Le mardi 21 décembre 2021, PIASA organise une vente entièrement dédiée aux éditions ; estampes, livres illustrés et autres oeuvres multiples. Lot phare de la vente, une sculpture de L’esclave mourant d’après Michel-Ange de Yves Klein sera présentée aux collectionneurs.
À une journaliste qui l’interrogeait sur le jour le plus heureux de sa vie, Yves Klein répondit: « S’il y a un événement précis qui m’ait vraiment rendu heureux, j’opterais pour cette réussite de capture de ce Bleu que je désirais unique au monde. ».
Il y a un peu plus de soixante ans, Yves Klein envoyait à l’Institut national de la propriété industrielle une enveloppe Soleau renfermant, la formule chimique de l’International Klein Blue (IKB). Un geste artistique, concluant une longue quête chromatique.
Cette prouesse technique doit beaucoup à Édouard Adam (1932-2015), marchand de couleurs dont la boutique parisienne fut un repaire pour les artistes de la deuxième moitié du 20e siècle. Le défi pour Klein est de taille. Il s’agit de préserver la profondeur du bleu outremer, son éclat surtout, en inventant une formule grâce à laquelle le pigment ne s’affadirait jamais.
Les débuts sont laborieux. Le pigment bleu perd invariablement son aspect velouté et son intensité une fois sec. La faute au liant nécessaire pour fixer la couleur. Klein et Adam essayent différentes formules - l’huile de lin, la colle de peau, la caséine - mais sans véritable succès.
« J’ai cherché un médium fixatif capable de fixer chaque grain de pigment entre eux, puis au support, sans qu’aucun d’eux ne soit altéré ni privé de ses possibilités autonomes de rayonnement, tout en faisant corps avec les autres et avec le support, créant ainsi la masse colorée, la surface picturale ».
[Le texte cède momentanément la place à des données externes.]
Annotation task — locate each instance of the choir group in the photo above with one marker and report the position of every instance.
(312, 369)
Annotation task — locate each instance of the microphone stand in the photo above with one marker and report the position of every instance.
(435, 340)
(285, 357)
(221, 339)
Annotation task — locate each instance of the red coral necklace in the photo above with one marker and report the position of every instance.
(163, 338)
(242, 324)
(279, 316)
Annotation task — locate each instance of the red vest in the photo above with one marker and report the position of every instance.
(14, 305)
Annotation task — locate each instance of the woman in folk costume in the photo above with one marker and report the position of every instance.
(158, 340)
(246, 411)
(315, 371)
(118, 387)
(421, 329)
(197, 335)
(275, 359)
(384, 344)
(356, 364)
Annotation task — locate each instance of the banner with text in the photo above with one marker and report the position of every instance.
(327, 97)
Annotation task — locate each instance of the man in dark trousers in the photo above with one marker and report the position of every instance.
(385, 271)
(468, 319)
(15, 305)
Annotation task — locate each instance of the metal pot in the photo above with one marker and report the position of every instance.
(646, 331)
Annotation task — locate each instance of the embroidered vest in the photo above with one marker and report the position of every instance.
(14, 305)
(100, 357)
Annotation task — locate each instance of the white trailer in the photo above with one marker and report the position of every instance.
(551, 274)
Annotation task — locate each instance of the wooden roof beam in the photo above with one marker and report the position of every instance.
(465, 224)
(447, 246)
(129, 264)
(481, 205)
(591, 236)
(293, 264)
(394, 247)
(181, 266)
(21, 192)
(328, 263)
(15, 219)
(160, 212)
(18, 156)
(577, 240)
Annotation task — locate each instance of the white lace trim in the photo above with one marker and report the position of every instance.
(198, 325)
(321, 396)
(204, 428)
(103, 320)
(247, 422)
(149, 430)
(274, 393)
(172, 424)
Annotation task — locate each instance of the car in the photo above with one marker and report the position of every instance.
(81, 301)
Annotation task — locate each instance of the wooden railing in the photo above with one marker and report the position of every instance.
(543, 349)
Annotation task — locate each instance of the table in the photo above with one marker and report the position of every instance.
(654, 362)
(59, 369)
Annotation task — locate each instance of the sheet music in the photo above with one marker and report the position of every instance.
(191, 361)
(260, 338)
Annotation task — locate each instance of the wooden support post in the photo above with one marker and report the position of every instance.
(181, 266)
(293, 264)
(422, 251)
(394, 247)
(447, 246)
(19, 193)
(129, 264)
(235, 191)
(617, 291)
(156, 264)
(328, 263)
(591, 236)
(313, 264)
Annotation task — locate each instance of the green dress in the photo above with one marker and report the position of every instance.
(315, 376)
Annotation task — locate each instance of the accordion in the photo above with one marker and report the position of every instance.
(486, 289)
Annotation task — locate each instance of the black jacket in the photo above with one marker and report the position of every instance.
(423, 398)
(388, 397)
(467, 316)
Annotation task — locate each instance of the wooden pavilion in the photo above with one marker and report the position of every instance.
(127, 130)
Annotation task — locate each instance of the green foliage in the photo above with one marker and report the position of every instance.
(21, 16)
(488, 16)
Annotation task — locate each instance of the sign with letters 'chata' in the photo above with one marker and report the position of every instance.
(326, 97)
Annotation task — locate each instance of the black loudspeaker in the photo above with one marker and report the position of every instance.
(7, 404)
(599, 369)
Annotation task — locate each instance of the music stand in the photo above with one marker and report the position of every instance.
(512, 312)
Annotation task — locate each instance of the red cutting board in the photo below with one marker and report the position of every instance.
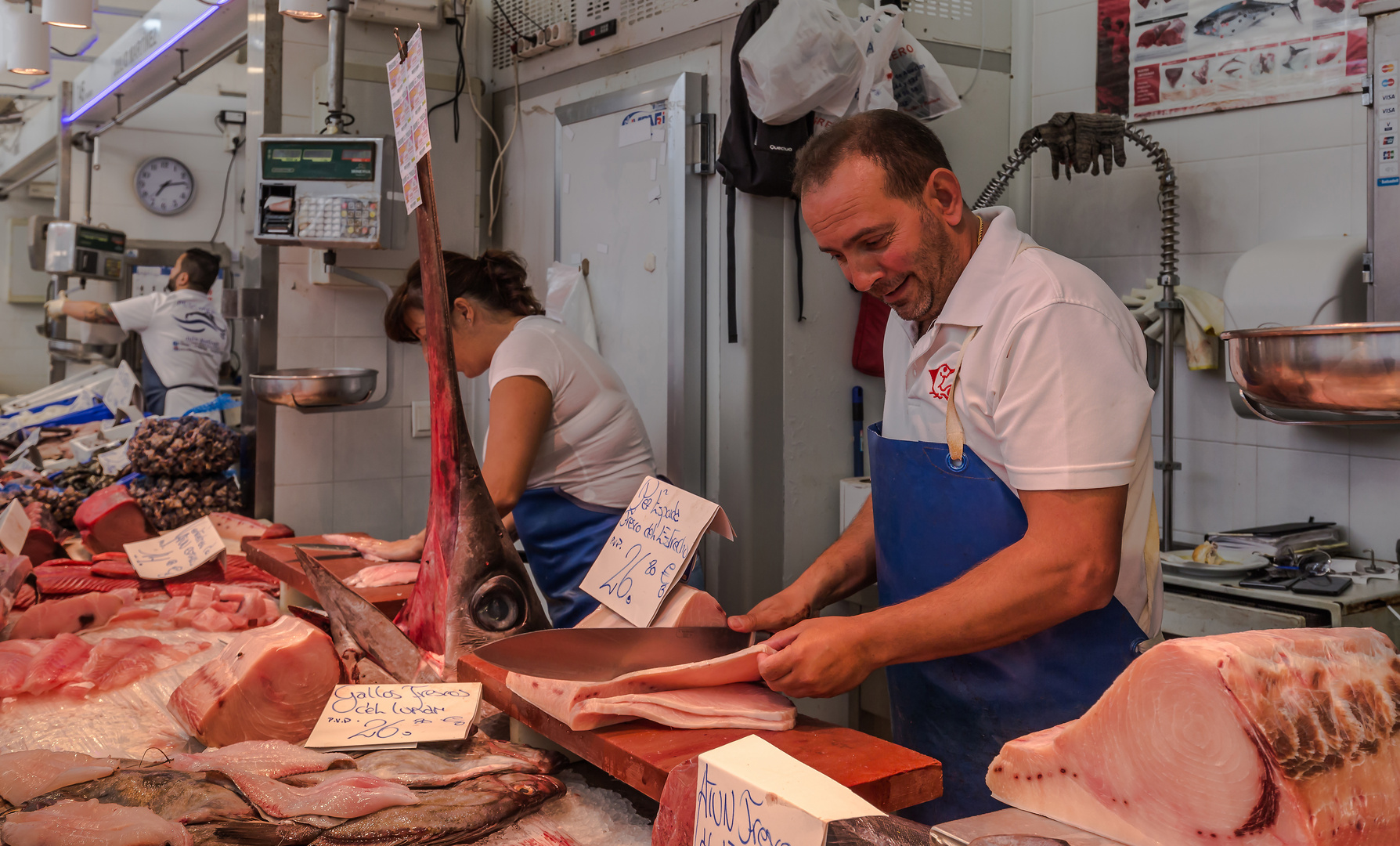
(279, 559)
(643, 754)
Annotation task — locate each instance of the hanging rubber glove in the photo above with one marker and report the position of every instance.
(1057, 135)
(1095, 138)
(55, 307)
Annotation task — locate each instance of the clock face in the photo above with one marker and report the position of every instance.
(164, 185)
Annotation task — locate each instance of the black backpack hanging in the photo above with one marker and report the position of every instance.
(756, 157)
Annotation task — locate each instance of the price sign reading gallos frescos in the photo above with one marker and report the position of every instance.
(651, 549)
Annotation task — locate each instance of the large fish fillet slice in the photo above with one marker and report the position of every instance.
(268, 684)
(472, 586)
(35, 772)
(566, 700)
(724, 707)
(1257, 739)
(92, 824)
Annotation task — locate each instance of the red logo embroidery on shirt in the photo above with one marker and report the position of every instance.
(943, 381)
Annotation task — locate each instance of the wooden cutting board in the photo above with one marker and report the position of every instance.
(643, 754)
(279, 559)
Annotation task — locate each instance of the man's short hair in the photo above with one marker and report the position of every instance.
(202, 268)
(902, 146)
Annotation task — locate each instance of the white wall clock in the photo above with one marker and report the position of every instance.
(164, 185)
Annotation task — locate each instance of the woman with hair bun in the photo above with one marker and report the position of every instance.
(566, 449)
A force d’acharnement, la formule idoine est enfin découverte. En combinant le pigment outre mer avec une résine de synthèse, la Rhodopas M60A, l’aspect originel de la couleur pure est préservée. En effet, cette résine qui joue aussi le rôle de fixateur possède une forte capacité de rétractation en séchant ce qui permet au pigment de ne pas être complètement encapsulé, de rester mat et duveteux - contrairement aux autres liants.
La première utilisation de l’IKB est celle des Monochromes. Plus tard, ce seront les objets, des éponges puis des réductions de sculptures que Klein trouve esthétiquement importantes: La Victoire de Samothrace , La Vénus d'Alexandrie, La Terre Bleue et enfin l'Esclave mourant de Michel-Ange.
C’est cette dernière pièce que nous présentons aujourd’hui. Créée en 1962, elle est la dernière sculpture de l’artiste, décédé prématurément quelques mois plus tôt. Icône de l’Art pour certains, énigme historique pour d’autres, la représentation de ce jeune homme fascine depuis sa création. De ses mains sensuelles, il effleure lentement les sangles qui entourent sa poitrine. Les boucles de ses cheveux si habilement travaillées répondent au bras replié au-dessus de sa tête et donne à cette figure un air d’éternité.
Rien de surprenant à ce que Klein reprenne cette image mythique et la magnifie – s’il en était besoin – en appliquant la couleur « immatérielle, ce bleu si parfait qu’il conduit au rêve et à la méditation ».
« Le bleu n’a pas de dimensions. Il est hors de dimensions, tandis que les autres couleurs, elles, en ont […] Toutes les couleurs amènent des associations d’idées concrètes, matérielles ou tangibles d’une manière psychologique, tandis que le bleu rappelle tout au plus la mer et le ciel, ce qu’il y a après tout de plus abstrait dans la nature tangible et visible. ».